I think the most we can do is we can shape the market to incentivize good behavior and blackball bad behavior. But the market for force, which has been with us through all of human history, had a brief hiatus, but it's returning now, and we're not prepared for it. It is one of the biggest security threats of the 21st century, yet we're still focused on ISIS. In some ways, CEOs and Wall Street have more to say about strategy in a future of private warfare than does the Pentagon. And we're not prepared for this.

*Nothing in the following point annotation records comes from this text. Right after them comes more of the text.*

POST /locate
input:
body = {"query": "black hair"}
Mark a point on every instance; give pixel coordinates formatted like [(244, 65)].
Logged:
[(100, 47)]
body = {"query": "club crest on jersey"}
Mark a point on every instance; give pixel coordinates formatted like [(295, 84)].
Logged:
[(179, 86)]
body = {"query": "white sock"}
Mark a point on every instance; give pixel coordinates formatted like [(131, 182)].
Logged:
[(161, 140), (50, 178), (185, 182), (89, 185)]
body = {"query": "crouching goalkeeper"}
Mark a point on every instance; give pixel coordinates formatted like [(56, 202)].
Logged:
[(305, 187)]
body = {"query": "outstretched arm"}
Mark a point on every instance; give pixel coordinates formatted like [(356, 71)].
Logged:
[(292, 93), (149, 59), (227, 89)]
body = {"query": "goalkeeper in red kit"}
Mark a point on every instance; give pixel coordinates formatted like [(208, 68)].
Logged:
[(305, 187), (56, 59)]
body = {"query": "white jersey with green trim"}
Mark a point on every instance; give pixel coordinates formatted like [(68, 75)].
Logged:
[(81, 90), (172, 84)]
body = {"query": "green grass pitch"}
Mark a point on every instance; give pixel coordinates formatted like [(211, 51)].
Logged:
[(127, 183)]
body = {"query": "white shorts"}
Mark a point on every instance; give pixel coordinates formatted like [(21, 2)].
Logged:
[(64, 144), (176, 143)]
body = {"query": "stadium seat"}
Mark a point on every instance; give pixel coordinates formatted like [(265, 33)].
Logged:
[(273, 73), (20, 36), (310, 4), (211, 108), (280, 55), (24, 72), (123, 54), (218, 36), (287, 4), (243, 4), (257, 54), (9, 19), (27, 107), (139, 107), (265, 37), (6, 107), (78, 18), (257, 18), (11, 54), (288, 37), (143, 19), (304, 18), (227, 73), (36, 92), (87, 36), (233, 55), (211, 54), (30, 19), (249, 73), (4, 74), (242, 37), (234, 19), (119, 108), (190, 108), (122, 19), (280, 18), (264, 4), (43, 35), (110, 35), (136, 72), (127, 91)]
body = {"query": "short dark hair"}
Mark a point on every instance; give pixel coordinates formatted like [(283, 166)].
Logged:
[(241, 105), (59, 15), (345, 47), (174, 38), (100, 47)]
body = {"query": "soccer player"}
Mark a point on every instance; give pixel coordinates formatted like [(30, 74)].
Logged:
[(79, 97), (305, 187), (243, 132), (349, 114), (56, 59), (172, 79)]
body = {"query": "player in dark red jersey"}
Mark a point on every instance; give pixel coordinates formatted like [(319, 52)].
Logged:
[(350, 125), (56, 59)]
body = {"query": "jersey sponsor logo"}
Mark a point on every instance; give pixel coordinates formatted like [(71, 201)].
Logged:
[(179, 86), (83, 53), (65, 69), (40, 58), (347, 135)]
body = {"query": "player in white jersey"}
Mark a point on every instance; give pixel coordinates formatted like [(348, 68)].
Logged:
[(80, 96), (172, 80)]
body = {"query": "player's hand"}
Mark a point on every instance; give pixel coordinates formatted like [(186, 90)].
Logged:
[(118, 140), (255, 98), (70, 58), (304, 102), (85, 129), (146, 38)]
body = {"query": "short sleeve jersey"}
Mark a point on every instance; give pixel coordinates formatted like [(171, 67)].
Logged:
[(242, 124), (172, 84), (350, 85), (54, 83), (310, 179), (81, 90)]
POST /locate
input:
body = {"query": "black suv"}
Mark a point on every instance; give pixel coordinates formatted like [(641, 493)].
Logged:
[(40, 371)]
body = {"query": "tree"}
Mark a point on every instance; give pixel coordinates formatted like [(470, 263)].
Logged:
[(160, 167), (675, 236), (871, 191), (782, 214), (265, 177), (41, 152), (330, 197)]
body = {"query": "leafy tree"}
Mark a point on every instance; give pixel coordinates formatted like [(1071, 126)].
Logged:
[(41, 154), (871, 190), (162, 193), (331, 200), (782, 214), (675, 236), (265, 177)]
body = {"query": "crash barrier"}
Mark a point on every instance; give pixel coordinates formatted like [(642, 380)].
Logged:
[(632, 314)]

So for example, one of the things you've got to think about private warfare as a market for force, with supply and demand. Demand are clients, supply are mercenaries. Mercenaries don't want to work themselves out of business. They want to start and elongate wars for profit. When they're out of work, they become bandits, creating artificial demand for the services. One of the things they do a lot, in the Middle Ages, for example, when mercenaries were rampant, is they would get involved in racketeering and extortion. For example, a small private army of mercenaries, say 5,000 mercenaries, shows up to the city of Siena in Italy. And they'd say, we want 5,000 pounds of whatever. We want 5,000 pieces of gold. I'm sort of making that up. And then the people of Siena would, you know, run around and say, OK, well, we'll give you all our gold just so you don't sack us and take our women and children and kill us all. And the mercenaries would say, thank you, we'll be back next year. Right? And so a world awash in mercenaries is a world with more war. And the resurrection of private force is symbolic and emblematic of durable disorder because they'll keep persistent conflict going. They'll contribute to entropy. And let's not also forget that there are clients who do this, as well. So now you have random billionaires, multinational corporations, the extractive industry will start to use private forces to secure their people, their assets, whatever they want to do, or they can wage war for whatever reason they want, no matter how petty. No matter how petty. And having mercenaries available in the world meeting with money lowers the barriers to conflict. It makes going to war easier, and it makes stopping war harder.